Being a student in Lambda, a fast-paced computer programming Bootcamp, we finalize our learning with a month-long project. Where everyone placed on a team has been through all our core units and has now been tasked with a real-world problem to solve on a cross-functional team comprised of DS and WEB students.
We worked with the non-profit organization Human Rights First. An independent advocacy and action organization that takes on the task of holding the United States accountable to its ideals. They focus on putting pressure on the U.S government and private companies to respect human rights and the rule of the law. Specifically, one area of work they are developing is a way to visually display incidences of police violence within the United States. This not only helps create a place where knowledge can be found for people who need it most such as journalists but it also creates a resource to help understand the trends of police violence and where they might be.
To accomplish solving these crucial issues our team inherited a legacy project that directly looked to solve this problem and help Human Rights First. Our product was to improve a landing page that displayed a map of the United States that showed pinpoints of incidences of police violence. With Zoom in capabilities, we were able to see links to articles of incidences.
Upon starting this project collectively as a team we wanted to try and make the best product possible because we knew how important this problem is and how much it helps Human Rights First that we move forward on this task.
The planning phases of a project is easily the most crucial part. We took time to create user stories and were committed to a high level of breaking down tasks to make sure we started this project off right. In creating user stories as a team they needed to be done in the scope of the user. Focused on specific features a user would want to have with this product. We took what we knew about the product and what our stakeholder had told us of his vision for the product to help drive our thought process. We also used this time to explore the deployed product to assess what we thought was working and not working. This also contributed to our user stories.

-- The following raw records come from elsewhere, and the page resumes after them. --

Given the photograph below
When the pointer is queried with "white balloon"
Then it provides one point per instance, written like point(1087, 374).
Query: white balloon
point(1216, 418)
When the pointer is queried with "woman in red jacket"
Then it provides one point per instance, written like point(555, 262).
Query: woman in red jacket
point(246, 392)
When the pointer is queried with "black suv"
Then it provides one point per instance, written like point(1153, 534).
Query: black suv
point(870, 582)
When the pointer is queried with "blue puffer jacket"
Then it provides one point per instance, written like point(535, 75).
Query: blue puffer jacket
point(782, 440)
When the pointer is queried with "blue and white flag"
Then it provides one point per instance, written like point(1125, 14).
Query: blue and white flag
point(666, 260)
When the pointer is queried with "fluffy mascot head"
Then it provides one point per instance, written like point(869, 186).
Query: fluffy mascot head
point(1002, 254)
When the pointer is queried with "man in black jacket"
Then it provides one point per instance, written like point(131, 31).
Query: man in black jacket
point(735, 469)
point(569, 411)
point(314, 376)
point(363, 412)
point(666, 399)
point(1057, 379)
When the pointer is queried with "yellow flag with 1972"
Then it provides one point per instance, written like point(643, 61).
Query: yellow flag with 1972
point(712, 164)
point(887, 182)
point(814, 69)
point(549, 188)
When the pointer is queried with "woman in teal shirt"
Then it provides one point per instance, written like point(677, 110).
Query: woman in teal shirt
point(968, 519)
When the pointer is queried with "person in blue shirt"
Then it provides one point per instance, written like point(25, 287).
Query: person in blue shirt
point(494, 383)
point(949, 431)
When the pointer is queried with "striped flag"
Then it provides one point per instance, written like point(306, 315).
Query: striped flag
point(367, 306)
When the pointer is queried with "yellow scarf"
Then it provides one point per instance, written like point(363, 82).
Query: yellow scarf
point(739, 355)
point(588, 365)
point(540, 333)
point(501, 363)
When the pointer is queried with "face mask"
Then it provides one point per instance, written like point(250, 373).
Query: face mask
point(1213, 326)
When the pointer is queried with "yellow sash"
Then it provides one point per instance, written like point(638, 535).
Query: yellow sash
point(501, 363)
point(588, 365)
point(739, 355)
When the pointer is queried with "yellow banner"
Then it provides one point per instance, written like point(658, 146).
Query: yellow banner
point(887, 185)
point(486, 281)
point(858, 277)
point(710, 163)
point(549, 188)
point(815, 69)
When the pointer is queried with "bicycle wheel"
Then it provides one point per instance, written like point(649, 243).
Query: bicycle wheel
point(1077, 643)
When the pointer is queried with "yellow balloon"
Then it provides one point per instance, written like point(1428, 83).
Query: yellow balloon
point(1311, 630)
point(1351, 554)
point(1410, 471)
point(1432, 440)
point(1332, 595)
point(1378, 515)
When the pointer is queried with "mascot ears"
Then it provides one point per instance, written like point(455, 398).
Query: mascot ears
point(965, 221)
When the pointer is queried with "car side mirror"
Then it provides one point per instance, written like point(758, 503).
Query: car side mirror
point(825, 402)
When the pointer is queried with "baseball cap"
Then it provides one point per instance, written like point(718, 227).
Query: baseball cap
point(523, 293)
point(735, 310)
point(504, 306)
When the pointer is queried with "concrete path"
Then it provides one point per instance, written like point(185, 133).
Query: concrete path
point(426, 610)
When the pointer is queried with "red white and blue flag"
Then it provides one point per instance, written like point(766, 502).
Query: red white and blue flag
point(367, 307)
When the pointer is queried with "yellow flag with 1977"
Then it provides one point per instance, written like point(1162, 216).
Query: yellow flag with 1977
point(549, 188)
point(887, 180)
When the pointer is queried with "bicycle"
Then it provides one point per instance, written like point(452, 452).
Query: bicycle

Looking at the Trello card above this shows a pivotal piece of the project I contributed to. When looking through the deployed site we discovered that many of the incidences on the map would show a large number of incidences clustered together, but upon zooming in this number would disappear and we would be left with 1 incident. We had a hunch that this might be due to duplicate data being sourced and this was determined later to be true.
The Speed Bumps
Every project is subject to challenges that you have to face as a team and individually. Each challenge our team faced and I faced by myself allowed for growth and a better understanding of our product and codebase. I think the biggest struggle our team faced collectively was really understanding what our code based was doing. Being given legacy code with not much other than a Readme to guide your way can be intimidating. Each of us took most of our first week on this project to understand each file and what it was doing.
During this project, I worked as the back-end developer and while looking through my repo, I discovered a couple of key challenges about the project.
- There was a lot of dead code
- This repo was not hooked up to a DS API or connected to the front end
Dead code in a project is a problem because when other developers continue on the work you have done it can lead to things appearing to be working when they are not. This is precisely how I discovered this problem. When exploring all the endpoints that were in the repo I noticed a whole section wasn’t working. Additionally, the routes and models were not hooked up to a schema. This whole process of trying to make this work took almost two days, without success. There came a time to meet with our team lead and it was discovered these files weren’t even needed as this feature was not apart of the project anymore. I had to delete 4 files of dead code. Deleting that gave the project cohesion moving forward, because future developers would not try to get broken/not used code working.
When looking through the repo it was also discovered that nothing was hooked up. There was a bunch of seed data that even if it was hooked up would be inaccurate because it had a large amount of duplicate data. This is a problem because it can weaken the credibility of our map. Specifically, on the deployed site, we saw the Portland, OR area with 400+ incidences but this is due to duplicate data when there was actually only a handful of reported incidences there.
This problem was solved by fixing our /fetchfromds endpoint to fetch data from our DS API and create new incidences in our back-end database.
Due to this change, it allowed for this end-point /showallincidents to become functional. After this change was made our back-end was able to be deployed and we finally were able to give an endpoint to our front-end team so they would display relevant data to the user.
As we end 4 short weeks, we reached the end of our time with this project. As a team, we were proud of the strides we made knowing as more teams work on this project we helped move it that much closer to the end goal. Currently, we accomplished the biggest task of hooking up our front-end to fetch data from the back-end and DS team. This ensures that users are getting accurate information when viewing our map.
Looking forward as a team we discussed some future features of this project. Those were, using the prediction model the DS team created and the ability for a user to report an incidence of police violence on our site and see it represented on the map. Each of these has it’s own challenges. The main challenge we see with a self-report feature is there needs to be a monitoring system in place to verify the reports people create to remain a credible source for information.
During this process I have learned a lot about working in the face of ambiguity. For a lot of this project, we weren’t given a lot to go off of and we had to make some crucial decisions individually and as a team. The most important thing I learned is that it’s ok to be confused at first because it helps you find a clear way forward.